NOT FOR RELEASE, PUBLICATION OR DISTRIBUTION, DIRECTLY OR INDIRECTLY IN THE UNITED STATES, CANADA, JAPAN, SOUTH AFRICA OR IN ANY OTHER JURISDICTION IN WHICH SUCH PUBLICATION OR DISTRIBUTION WOULD BE UNLAWFUL. ANY FAILURE TO COMPLY WITH THESE RESTRICTIONS MAY CONSTITUTE A VIOLATION OF APPLICABLE SECURITIES LAWS. PLEASE SEE THE SECTION ENTITLED "IMPORTANT INFORMATION" TOWARDS THE END OF THIS ANNOUNCEMENT.

 

THIS ANNOUNCEMENT CONTAINS INSIDE INFORMATION FOR THE PURPOSES OF REGULATION (EU) 596/2014 AS IT FORMS PART OF DOMESTIC LAW IN THE UNITED KINGDOM BY VIRTUE OF THE EU (WITHDRAWAL) ACT 2018 ("MAR"). UPON THE PUBLICATION OF THIS ANNOUNCEMENT VIA A REGULATORY INFORMATION SERVICE, THIS INSIDE INFORMATION IS NOW CONSIDERED TO BE IN THE PUBLIC DOMAIN.

 

22 June 2026

Ascent Resources plc

("Ascent" or the "Company")

Private Placement and Loan Conversion

Ascent Resources Plc (LON: AST), the onshore US focused oil and gas company, is pleased to announce that it has raised gross proceeds of £400,000 through a private placement of new ordinary shares in the Company (the "Placing").

Highlights

§ Gross proceeds of £400,000 raised at a price of 0.5 pence per new ordinary share;

§ 200% warrant cover - two (2) warrants attached to each Placing Share, exercisable at 0.5 pence per share for a period of four (4) years from Admission, incorporating a reset mechanism to protect warrant holders in the event of any future equity raise below 0.5 pence per share; and

§ Net proceeds of £387,500 (after placing commission) to be used to develop the Company's strategy and for general working capital purposes.

Placing Details

The Company has raised gross proceeds of £400,000 (before expenses) by way of a private placement of 80,000,000 new ordinary shares of 0.5 pence each in the capital of the Company (the "Placing Shares") at a price of 0.5 pence per Placing Share (the "Placing Price") to a number of new and existing investors (the "Placees").

The Placing Shares will rank pari passu in all respects with the existing ordinary shares in the capital of the Company and will be issued on a non-pre-emptive basis.

Warrants

Each Placing Share will have two (2) warrants attached (the "Warrants. Each Warrant will entitle the holder to subscribe for one (1) new ordinary share in the capital of the Company at an exercise price of 0.5 pence per share. The Warrants will be exercisable in cash at any time during the period of four (4) years from the date of Admission of the Placing Shares.

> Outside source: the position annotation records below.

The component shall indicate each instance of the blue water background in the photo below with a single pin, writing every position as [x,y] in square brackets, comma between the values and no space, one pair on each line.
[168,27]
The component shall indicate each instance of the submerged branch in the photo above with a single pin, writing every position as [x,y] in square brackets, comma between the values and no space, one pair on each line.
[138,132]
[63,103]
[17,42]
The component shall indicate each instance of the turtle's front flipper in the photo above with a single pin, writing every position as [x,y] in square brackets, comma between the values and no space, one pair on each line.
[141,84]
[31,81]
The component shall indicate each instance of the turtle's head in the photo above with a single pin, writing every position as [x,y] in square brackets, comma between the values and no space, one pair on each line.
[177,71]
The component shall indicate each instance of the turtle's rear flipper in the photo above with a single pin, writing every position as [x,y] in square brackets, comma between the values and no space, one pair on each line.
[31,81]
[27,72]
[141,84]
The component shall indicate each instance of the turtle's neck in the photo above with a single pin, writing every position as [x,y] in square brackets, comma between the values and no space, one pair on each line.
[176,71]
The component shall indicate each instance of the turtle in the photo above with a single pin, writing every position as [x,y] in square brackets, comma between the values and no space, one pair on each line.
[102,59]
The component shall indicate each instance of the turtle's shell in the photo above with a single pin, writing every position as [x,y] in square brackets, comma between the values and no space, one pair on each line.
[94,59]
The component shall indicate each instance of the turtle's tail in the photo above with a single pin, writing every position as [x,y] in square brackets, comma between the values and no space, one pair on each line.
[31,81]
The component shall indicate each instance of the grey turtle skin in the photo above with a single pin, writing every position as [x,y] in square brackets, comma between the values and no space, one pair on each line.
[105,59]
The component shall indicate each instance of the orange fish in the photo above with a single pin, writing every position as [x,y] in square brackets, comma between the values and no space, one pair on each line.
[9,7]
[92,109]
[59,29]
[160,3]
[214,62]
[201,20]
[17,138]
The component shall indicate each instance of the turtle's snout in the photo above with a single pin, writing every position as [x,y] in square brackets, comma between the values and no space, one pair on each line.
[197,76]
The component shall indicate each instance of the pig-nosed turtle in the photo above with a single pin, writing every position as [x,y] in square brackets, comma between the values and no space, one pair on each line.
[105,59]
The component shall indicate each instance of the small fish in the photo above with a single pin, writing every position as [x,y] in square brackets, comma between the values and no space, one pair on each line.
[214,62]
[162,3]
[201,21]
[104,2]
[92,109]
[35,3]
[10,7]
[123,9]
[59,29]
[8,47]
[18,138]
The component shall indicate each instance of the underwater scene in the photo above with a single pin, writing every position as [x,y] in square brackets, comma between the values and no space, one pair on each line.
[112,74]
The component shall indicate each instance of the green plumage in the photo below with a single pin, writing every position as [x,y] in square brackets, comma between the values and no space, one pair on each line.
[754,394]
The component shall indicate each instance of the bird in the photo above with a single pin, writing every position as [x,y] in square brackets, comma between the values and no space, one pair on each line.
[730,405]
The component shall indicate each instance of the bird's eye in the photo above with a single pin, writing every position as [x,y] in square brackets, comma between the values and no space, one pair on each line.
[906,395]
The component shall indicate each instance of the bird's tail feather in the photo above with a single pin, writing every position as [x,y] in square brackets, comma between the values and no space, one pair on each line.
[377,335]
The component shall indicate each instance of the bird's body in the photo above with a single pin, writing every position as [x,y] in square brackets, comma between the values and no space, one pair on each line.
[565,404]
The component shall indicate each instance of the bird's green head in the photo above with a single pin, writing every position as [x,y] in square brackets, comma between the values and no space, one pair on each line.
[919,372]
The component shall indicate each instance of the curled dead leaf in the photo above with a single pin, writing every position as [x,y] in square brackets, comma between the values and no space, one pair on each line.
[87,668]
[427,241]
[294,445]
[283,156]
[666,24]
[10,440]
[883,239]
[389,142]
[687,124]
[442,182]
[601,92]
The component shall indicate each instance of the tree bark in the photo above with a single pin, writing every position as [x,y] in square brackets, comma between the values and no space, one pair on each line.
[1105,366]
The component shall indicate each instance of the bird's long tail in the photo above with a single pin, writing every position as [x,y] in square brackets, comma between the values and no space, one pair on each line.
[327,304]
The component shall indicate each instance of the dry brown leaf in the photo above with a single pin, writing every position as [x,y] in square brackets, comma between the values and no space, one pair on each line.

Reset Mechanism: The Warrants will include a price reset mechanism designed to protect warrant holders against future equity raises below the current Placing Price. Specifically, if the Company issues any new equity securities at a price per share below 0.5 pence during the term of the Warrants, the exercise price of the Warrants will automatically reset to such lower issue price. Full details of the reset provisions will be set out in the warrant instrument.

Loan Conversion

In addition, pursuant to a Conversion Notice dated 19 June 2026, the Company is converting US$150,000 of outstanding principal under its Investment Agreement with RiverFort Global Opportunities PCC Limited into equity. The Company will issue 22,727,270 new ordinary shares at 0.5 pence per share ("Conversion Shares") together with 11,363,635 Preference 2 Shares (one half Preference 2 Share per ordinary share, pursuant to the June 2024 deed of consent and amendment).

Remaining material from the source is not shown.